NASDAQ agrees to pay $10 mn in fines after SEC investigation of IPO trading delays finds multiple violations
The SEC charged NASDAQ with violating securities laws out of ‘poor systems and decision-making’ after the software problems that prompted losses among brokers during the initial public offering of Facebook last year.
NASDAQ, which has already agreed to pay $62 mn to compensate traders who claim they suffered hundreds of millions of dollars in damages due to the errors, also agreed to pay $10 mn in fines to the SEC. The exchange operator didn’t deny or admit guilt as part of the settlement.
‘This action against NASDAQ tells the tale of how poorly designed systems and hasty decision-making not only disrupted one of the largest IPOs in history, but produced serious and pervasive violations of fundamental rules governing our markets,’ George Canellos, co-director of the SEC’s division of enforcement, says in a press release.
According to the SEC’s investigation, the delays in the Facebook IPO on the morning of May 18, 2012 came as the NASDAQ system that matches buy and sell orders encountered computer problems that prompted a 19-minute delay. As a result of the problems, which the SEC classified as a ‘design limitation’ in the software, 38,000 orders placed between 11:11 am and 11:30 am were either delayed until just after the start of the IPO or ‘stuck’ in the system.

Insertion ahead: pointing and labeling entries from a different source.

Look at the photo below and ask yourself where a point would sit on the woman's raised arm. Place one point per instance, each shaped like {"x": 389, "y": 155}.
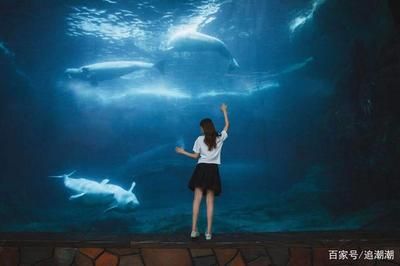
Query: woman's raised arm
{"x": 224, "y": 110}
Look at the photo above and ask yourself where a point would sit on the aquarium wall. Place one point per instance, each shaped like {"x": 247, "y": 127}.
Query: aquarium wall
{"x": 96, "y": 95}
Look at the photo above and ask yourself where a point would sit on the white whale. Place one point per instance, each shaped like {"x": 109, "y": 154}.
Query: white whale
{"x": 110, "y": 70}
{"x": 192, "y": 41}
{"x": 102, "y": 193}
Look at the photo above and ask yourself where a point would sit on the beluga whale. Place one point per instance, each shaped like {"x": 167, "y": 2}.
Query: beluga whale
{"x": 111, "y": 70}
{"x": 113, "y": 197}
{"x": 193, "y": 41}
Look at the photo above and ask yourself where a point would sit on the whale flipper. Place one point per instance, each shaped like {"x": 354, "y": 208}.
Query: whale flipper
{"x": 110, "y": 209}
{"x": 132, "y": 186}
{"x": 233, "y": 64}
{"x": 105, "y": 181}
{"x": 76, "y": 196}
{"x": 94, "y": 82}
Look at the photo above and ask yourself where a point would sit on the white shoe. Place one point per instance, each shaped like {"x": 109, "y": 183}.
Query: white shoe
{"x": 194, "y": 234}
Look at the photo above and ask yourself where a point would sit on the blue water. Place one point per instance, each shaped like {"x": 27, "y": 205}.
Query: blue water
{"x": 276, "y": 174}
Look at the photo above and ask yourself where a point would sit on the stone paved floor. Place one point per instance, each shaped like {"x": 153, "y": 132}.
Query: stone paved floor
{"x": 294, "y": 249}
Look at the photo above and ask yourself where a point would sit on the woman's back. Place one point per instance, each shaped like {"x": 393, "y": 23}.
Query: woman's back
{"x": 206, "y": 155}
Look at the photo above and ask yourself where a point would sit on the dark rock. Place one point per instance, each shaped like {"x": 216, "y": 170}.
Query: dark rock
{"x": 124, "y": 251}
{"x": 64, "y": 256}
{"x": 300, "y": 257}
{"x": 82, "y": 260}
{"x": 252, "y": 253}
{"x": 237, "y": 261}
{"x": 224, "y": 255}
{"x": 262, "y": 261}
{"x": 166, "y": 257}
{"x": 130, "y": 260}
{"x": 107, "y": 259}
{"x": 279, "y": 256}
{"x": 91, "y": 252}
{"x": 201, "y": 252}
{"x": 205, "y": 261}
{"x": 31, "y": 255}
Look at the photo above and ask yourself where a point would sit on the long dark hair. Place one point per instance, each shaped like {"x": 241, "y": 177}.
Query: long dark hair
{"x": 210, "y": 134}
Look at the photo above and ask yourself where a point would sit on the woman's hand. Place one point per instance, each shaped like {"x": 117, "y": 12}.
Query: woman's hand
{"x": 224, "y": 108}
{"x": 179, "y": 150}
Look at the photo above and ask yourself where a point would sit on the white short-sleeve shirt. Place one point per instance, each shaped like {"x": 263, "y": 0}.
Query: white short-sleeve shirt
{"x": 206, "y": 156}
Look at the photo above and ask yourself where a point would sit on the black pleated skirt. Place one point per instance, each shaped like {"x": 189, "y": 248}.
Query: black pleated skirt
{"x": 206, "y": 176}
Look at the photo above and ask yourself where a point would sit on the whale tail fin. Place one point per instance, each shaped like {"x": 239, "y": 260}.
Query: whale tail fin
{"x": 63, "y": 176}
{"x": 160, "y": 66}
{"x": 233, "y": 64}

The SEC concluded that NASDAQ officials had noted a discrepancy between the final indicative pricing and final totals, and the totals on its internal systems. The officials, however, failed to take action to resolve the issue, according to investigators. A further violation occurred when NASDAQ itself took a ‘short’ position of 3 mn Facebook shares in an error account, violating its own rules, and then covered the position for a profit of $10.8 mn. The SEC said it also recorded three other violations that day.
‘Our focus in this investigation was on the design limitation in NASDAQ’s system and the exchange’s decision-making after that limitation came to light,’ says Daniel Hawke, chief of the market abuse unit of the SEC enforcement division. ‘Too often in today’s markets, systems disruptions are written off as mere technical ‘glitches’ when it’s the design of the systems and the response of exchange officials that cause us the most concern.’
In March, NASDAQ agreed to pay $62 mn in compensation to settle claims by Citigroup, UBS and others that the NASDAQ computer problems inflicted hundreds of millions of dollars of losses. Some of the investors threatened to sue to raise the compensation amount.